All this being said, it is important nonetheless to recognize (and here I foreshadow my answer to your next question) that in the context established by the contemporary technologies of computing and communication, semantics emerge often as derivative rather a guiding principle of life. It is derivative in the sense of being assembled into what is by statistical means, algorithms and data processing techniques that have their primary source of inspiration in the understanding of the natural world, mathematics and engineering. Datamining, profiling, visualization (shape as derivative of datamining) are some prominent examples and fields. The engineering of communication takes increasingly over other multimodal ways of communicating in which semantics play a pivotal role along the whole process or spectrum of communication. If we are to understand contemporary living, it is therefore imperative to deconstruct and assess the changes brought about by the diffusion of what Lakoff once called the “conduit metaphor” of communication and which your next question identifies. The derivative nature of meaning shaped by technological processes at a remove from people is one way of understanding the nature of contemporary developments. Not very attractive perhaps but compelling.
Back in the 1970s, McLuhan made the powerful argument that most “theories of communication” were in fact “theories of information” – that is, “theories of transportation” concerned with how data is moved from point A to point B with a minimal interference. The Shannon-Weaver model is one such theory which conceived of communication as a mere exchange of messages travelling through a conduit from source to destination; successful communication was understood as the minimization of misunderstandings. Does information theory today hold the same epistemological assumptions as in the past?
My response to your preceding question entails an answer to this question as well, or so I hope. As in many other things, McLuhan have been very perceptive. As far as I know the Shannon-Weaver model still provides the foundations of the technical view of communication understood primarily as the transference of signals from one source to another. But there are theories of information concerned with semantics and pragmatics. Albert Borgmann’s book from 1999 “Holding on to Reality” is a marvellous account of different views on and ideas of information. My own book, from 2006, “The Consequences of Information” also confronts some of the perennial issues raised by the concept of information and its social involvement.
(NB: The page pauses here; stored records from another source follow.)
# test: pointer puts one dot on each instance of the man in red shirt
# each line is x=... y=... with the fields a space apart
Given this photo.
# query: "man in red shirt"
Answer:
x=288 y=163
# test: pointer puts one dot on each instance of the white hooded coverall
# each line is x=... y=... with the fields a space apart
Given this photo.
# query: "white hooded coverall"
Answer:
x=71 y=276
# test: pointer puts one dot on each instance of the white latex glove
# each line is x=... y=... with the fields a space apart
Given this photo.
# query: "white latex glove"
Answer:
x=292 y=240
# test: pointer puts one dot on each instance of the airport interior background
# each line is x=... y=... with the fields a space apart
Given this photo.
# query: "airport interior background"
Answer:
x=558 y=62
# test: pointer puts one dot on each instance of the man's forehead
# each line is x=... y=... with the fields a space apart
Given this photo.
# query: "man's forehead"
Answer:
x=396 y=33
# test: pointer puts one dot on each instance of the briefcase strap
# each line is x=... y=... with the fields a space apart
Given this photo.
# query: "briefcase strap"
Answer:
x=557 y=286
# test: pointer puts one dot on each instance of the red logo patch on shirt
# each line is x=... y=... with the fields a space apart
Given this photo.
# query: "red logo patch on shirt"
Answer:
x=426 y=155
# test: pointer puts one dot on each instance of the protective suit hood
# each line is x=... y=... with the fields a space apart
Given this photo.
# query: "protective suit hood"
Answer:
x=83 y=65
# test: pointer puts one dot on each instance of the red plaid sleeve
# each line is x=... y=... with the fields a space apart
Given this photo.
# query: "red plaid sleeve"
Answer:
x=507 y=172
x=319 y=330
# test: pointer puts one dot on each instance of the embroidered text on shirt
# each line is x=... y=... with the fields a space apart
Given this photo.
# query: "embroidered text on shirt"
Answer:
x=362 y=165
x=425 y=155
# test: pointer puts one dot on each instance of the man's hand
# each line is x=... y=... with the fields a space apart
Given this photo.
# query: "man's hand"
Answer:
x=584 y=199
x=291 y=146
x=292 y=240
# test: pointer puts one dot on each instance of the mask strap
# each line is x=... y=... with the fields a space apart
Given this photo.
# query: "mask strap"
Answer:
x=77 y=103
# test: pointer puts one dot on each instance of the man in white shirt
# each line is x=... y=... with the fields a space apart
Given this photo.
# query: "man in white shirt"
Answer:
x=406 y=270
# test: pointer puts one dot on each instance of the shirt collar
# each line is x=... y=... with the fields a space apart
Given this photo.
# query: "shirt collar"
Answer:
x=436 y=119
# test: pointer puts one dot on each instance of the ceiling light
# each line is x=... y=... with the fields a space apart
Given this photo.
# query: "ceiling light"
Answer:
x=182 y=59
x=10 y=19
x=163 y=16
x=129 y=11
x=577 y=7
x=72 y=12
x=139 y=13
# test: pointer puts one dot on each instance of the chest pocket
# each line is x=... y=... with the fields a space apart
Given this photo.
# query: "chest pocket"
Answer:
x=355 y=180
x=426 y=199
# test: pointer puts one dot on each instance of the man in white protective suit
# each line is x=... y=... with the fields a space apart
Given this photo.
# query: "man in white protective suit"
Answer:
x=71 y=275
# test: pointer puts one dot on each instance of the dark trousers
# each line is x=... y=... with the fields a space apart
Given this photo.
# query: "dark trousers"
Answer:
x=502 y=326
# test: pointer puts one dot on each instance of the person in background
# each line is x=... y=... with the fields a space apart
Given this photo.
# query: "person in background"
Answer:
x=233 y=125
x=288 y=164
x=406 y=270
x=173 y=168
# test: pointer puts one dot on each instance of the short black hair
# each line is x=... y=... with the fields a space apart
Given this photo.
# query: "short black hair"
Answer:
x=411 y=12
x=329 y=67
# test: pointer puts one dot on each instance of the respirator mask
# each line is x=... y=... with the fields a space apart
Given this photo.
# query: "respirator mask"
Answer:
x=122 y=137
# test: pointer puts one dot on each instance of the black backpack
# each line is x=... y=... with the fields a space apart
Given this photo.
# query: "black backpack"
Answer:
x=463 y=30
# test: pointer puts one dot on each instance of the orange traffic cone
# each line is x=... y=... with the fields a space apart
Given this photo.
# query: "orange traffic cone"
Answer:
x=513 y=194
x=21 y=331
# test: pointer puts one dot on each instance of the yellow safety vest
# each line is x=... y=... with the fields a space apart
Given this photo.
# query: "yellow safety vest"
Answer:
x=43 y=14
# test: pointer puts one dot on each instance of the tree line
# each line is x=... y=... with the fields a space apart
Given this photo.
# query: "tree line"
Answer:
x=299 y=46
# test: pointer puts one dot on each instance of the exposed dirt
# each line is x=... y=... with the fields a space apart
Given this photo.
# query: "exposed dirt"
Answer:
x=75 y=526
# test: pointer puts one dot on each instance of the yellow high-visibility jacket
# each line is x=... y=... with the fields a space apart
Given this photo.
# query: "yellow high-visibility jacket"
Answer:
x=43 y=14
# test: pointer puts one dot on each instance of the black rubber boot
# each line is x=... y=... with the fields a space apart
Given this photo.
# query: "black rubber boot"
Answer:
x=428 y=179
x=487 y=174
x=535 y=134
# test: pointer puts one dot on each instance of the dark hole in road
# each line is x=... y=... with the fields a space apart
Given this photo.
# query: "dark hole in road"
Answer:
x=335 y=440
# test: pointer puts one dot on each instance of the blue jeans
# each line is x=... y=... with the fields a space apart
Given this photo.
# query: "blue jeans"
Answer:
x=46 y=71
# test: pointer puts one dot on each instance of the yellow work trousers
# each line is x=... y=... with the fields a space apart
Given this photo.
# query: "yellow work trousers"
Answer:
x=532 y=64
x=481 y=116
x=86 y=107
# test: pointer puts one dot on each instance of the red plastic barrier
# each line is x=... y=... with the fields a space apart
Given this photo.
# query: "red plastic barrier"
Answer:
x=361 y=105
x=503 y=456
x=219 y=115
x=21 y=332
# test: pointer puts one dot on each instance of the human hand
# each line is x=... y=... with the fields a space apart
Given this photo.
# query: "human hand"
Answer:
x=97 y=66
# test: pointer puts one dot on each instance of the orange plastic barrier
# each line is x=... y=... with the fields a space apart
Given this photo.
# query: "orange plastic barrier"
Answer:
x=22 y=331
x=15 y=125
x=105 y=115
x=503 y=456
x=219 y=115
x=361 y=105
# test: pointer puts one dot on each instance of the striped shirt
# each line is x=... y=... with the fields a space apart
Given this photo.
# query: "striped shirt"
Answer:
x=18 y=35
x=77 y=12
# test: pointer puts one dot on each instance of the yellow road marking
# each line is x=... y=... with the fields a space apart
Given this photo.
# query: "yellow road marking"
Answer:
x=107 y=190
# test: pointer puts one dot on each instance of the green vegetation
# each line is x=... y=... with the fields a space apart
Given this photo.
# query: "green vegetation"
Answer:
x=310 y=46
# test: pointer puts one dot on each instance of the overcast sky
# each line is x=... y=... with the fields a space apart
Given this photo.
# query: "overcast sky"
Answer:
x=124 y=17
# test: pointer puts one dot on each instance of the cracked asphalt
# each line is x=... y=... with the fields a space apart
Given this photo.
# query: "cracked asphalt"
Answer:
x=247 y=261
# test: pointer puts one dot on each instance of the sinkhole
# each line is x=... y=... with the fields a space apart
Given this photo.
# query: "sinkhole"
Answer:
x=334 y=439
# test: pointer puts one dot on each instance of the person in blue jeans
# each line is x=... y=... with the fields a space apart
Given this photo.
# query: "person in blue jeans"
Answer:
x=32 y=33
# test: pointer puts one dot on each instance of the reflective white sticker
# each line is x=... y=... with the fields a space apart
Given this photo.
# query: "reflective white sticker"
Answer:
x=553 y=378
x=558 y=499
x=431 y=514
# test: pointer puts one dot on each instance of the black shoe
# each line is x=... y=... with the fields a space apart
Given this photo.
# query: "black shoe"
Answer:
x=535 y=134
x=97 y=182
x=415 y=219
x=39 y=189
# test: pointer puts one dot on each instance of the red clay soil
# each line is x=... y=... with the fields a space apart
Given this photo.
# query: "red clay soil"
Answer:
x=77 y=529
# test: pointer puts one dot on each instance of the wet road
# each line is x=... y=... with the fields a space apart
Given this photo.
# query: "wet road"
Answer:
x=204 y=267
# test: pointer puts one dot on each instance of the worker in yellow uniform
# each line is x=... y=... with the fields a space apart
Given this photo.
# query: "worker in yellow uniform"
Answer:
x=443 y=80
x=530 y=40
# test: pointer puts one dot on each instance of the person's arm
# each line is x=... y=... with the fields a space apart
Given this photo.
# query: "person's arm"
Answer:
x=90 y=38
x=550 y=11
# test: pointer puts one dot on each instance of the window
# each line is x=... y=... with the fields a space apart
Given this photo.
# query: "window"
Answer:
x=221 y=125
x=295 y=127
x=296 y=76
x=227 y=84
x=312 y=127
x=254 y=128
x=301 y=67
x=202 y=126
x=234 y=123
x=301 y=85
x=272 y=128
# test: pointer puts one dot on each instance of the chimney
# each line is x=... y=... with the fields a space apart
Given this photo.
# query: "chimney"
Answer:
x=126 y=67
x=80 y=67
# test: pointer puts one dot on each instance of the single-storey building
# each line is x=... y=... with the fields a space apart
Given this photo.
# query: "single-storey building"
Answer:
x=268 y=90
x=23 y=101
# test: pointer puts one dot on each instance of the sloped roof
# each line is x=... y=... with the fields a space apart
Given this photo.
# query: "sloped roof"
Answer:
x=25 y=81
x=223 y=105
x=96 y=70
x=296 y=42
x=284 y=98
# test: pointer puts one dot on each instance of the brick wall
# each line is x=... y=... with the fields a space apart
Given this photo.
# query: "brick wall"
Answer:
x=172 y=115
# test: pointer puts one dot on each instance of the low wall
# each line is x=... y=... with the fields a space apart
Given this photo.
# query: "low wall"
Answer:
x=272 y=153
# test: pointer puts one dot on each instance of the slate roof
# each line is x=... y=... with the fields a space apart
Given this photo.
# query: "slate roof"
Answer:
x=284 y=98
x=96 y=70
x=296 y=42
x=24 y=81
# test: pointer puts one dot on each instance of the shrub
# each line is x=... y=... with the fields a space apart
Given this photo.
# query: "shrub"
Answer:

In addition to what we have already discussed in relation to attention span, what are some of the social and organizational consequences of information growth that you have identified in recent years?
The changing parameters or, if you like, affordances by which persons and institutions frame and act upon the world. Though notoriously difficult to be a soothsayer, I dare to predict that if current tends continue, over the next couple of decades information and the artefacts by which it is produced and disseminated would change everyday living to an unrecognizable degree.
What are you currently working on?
The growing involvement of information in everyday living as opposed to the remaking of institutions. I just begin to approach the issue of the derivative character of shapes that visualization brings about and how this relates to patterns of everyday living. But of course all this within the overall context of what I have been doing over the last two decades.